On a more optimistic note, I am keener on another piece describing what I've recommended before: Why stick around in the jobless West when you can move to where the action is in the much faster-growing Pacific Rim? While Americans are unfortunate to be Americans in these sweepstakes since they are taxed by the IRS worldwide, being employed in an "exotic" location should be a better prospect than being stuck unemployed. Who sends and receives migrants? The tables are turning for economic reasons:
Raised in the relative affluence of the 1990s, the so-called millennial generation graduated in one of the worst recessions since World War II. As these young people from some of the world’s richest countries struggle to find jobs, Asian nations are filling some of the gap. “The shifting balance of global growth is making emerging economies more attractive,” explains Madeleine Sumption, a policy analyst at the Migration Policy Institute. “It is turning them into receiving countries, when traditionally they’ve been sending countries.”Harping on a theme I've highlighted before, it is truly unconscionable that 53.6% of college graduates in the US are unemployed or underemployed (flipping burgers at Mickey D's, selling Blu-Ray players at Best Buy, etc.) I don't know about you, but I would feel so ashamed about blithely carrying on offering "college is the key to prosperity" snake oil while graduates take on mountains of debt with little hope of finding remunerative employment. Despite certain academic rent-seekers denying that the US university system is in dire need of repair to address employability issues--why attend increasingly costly college to earn increasingly less (if you can find work at all)--more practical sorts who aren't stuck in ivory towers should know better.
Fueling the eastward migration is a generation-defining shortage of jobs. The 2008–09 financial crisis, coupled with the euro debt crisis, has hit people in Europe and North America hard. Recent college graduates and young people entering the workforce for the first time are particularly at risk. According to the International Labor Organization (ILO), there are 75 million people between the ages of 15 and 24 struggling to find work, particularly in developed economies and Europe. The European Union youth unemployment rates span from 22% in the U.K. to more than half of 15-to-24-year-olds in Spain and Greece. Last year, more than half of Americans under 25 who hold a bachelor’s degree were jobless or underemployed — the highest in more than a decade, according to an analysis of U.S. data by the Associated Press. And while governments struggle to curb the jobs crisis amid budget deficits and austerity measures, East Asia is booming.

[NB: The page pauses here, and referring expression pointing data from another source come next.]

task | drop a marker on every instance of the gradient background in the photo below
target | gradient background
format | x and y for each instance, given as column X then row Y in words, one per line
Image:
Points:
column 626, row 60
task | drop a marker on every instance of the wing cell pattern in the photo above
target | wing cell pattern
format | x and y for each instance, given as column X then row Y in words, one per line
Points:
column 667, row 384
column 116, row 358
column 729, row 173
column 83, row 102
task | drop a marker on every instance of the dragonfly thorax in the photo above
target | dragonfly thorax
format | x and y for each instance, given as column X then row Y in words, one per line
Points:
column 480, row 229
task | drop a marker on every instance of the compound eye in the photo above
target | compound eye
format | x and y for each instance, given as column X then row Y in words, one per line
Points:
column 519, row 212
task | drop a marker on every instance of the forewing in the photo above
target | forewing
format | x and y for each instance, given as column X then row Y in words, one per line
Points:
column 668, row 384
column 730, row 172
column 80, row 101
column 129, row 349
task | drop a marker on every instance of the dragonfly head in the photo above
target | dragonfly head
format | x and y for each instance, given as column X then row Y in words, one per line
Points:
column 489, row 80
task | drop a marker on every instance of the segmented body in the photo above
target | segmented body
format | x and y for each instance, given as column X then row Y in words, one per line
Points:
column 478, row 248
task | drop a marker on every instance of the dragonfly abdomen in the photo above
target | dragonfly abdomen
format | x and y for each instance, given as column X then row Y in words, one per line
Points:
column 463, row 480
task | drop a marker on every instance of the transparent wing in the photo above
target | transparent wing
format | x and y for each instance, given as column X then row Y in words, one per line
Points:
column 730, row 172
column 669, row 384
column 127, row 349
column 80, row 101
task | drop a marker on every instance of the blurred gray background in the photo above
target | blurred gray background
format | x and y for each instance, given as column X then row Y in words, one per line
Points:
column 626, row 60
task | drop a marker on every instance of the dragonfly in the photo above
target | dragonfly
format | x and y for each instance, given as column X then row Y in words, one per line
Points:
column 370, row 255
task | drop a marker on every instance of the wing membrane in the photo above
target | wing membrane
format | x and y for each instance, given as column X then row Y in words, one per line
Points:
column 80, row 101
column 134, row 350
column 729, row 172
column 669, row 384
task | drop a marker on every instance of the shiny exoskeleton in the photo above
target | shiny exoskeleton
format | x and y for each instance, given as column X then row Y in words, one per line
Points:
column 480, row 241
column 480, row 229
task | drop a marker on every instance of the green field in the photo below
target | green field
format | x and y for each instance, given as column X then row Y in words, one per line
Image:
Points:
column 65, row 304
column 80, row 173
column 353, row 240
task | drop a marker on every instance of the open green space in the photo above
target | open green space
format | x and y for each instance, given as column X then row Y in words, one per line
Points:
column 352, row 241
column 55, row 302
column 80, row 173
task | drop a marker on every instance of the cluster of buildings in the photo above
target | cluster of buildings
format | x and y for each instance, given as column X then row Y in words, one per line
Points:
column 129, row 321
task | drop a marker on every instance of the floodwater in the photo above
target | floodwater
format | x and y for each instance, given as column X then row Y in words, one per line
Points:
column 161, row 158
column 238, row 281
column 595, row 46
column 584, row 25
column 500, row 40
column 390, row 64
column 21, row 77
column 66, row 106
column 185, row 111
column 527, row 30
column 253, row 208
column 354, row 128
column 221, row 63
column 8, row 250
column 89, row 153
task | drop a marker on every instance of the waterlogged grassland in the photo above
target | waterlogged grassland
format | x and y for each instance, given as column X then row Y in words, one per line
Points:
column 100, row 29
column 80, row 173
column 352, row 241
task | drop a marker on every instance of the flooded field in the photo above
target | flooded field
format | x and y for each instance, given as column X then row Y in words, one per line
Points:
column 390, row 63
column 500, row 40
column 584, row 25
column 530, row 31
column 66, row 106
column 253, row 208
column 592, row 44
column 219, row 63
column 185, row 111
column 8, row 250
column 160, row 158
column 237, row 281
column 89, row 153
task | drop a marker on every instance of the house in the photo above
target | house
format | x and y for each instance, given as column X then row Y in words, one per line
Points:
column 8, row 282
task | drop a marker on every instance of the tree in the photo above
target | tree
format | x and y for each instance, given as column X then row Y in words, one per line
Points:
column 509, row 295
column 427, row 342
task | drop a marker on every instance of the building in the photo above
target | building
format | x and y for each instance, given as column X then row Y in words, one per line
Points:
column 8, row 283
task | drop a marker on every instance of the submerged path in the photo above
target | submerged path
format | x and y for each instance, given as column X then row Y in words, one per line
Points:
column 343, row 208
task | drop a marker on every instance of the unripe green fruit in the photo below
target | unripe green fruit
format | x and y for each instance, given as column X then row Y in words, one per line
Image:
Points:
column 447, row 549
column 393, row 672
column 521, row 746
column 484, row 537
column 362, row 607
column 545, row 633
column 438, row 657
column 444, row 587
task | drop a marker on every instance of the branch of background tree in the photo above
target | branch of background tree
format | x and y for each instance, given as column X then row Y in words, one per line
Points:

Though some East Asian nations still struggle with youth unemployment, the region is doing relatively well. According to the ILO, East Asia’s jobless-youth rate hovered at about 8.3% in 2010 and is projected to hold steady over the next few years. This has led to an influx of young people [from the West]. In Hong Kong...the government reported an average increase of 26% in issuing temporary work visas to residents of the U.S., U.K., Germany, Spain, Italy and France from 2007 to ’11.
Meanwhile, as we wait for the global tertiary system of education to become more alike the German apprenticeship system instead of the Anglo-Saxon uni-jobless system, there are stopgap measures. Flee America, the land of no opportunity, and head east young Yank, head east.